[MM’s] Terraform Notes — Kafka as Code with Terraform and Confluent Cloud

Mastering Confluent Cloud resource management with HCL.

Confluent Cloud Kafka is often introduced to teams as a managed service — no servers, no worries. But once you have multiple teams, services and environments, the reality changes fast.

Manual setup through the Confluent Cloud UI leads to:

Slightly different topic configs between environments
Overprivileged service accounts created “just to make it work”
No reliable audit trail of who changed what and why

At that point, Kafka infrastructure becomes a liability rather than an enabler.

⚡ TL;DR (Quick Recap)

Kafka infrastructure should be versioned, reviewed and reproducible
Terraform provides a clean abstraction over Confluent Cloud APIs
Modular design enables safe reuse across teams and environments

Why Kafka as Code Matters Now

Modern Kafka usage goes far beyond a handful of topics. Today’s platforms often include:

Multiple Kafka clusters across regions
Fine-grained ACLs per service and consumer group
Strict separation between dev, staging and production

Without Infrastructure as Code, keeping this consistent is nearly impossible. Terraform turns Kafka into a declarative system: the desired state is written once, reviewed in Git and enforced automatically.

Designing a Modular Kafka Repository

Instead of a single, monolithic Terraform configuration, the repository is split into focused modules. Each module solves one problem well and does so explicitly, avoiding hidden defaults.

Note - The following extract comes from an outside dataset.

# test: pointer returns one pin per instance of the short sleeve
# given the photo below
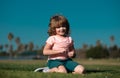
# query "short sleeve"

Cluster Module (Best-Practice Hardened)

Clusters are environment-scoped resources and should always be created alongside their Confluent environment. Provider versions are pinned to avoid breaking changes.

terraform {
  required_providers {
    confluent = {
      source  = "confluentinc/confluent"
      version = "~> 2.57"
    }
  }
}

resource "confluent_environment" "this" {
  display_name = var.environment_name
}
resource "confluent_kafka_cluster" "this" {
  display_name = var.cluster_config.name
  availability = var.cluster_config.availability
  cloud        = var.cluster_config.cloud_provider
  region       = var.cluster_config.region
  
  dynamic "basic" {
    for_each = var.cluster_config.type == "BASIC" ? [1] : []
    content {}
  }

  dynamic "standard" {
    for_each = var.cluster_config.type == "STANDARD" ? [1] : []
    content {}
  }

  dynamic "dedicated" {
    for_each = var.cluster_config.type == "DEDICATED" ? [1] : []
    content {
      cku = var.cluster_config.cku
    }
  }
  environment {
    id = confluent_environment.this.id
  }
}

Service Identity Module (Least Privilege by Default)

Service accounts represent applications — never humans. They are cheap to create and should be scoped tightly.

locals {
  display_name = "${var.identity.team}-${var.identity.name}"
  description  = var.identity.description != "" ? var.identity.description : "Service account for ${var.identity.team}/${var.identity.name}" 
}
resource "confluent_service_account" "this" {
  display_name = local.display_name
  description  = local.description
}

Topic Module (Explicit, Protected, Reviewable)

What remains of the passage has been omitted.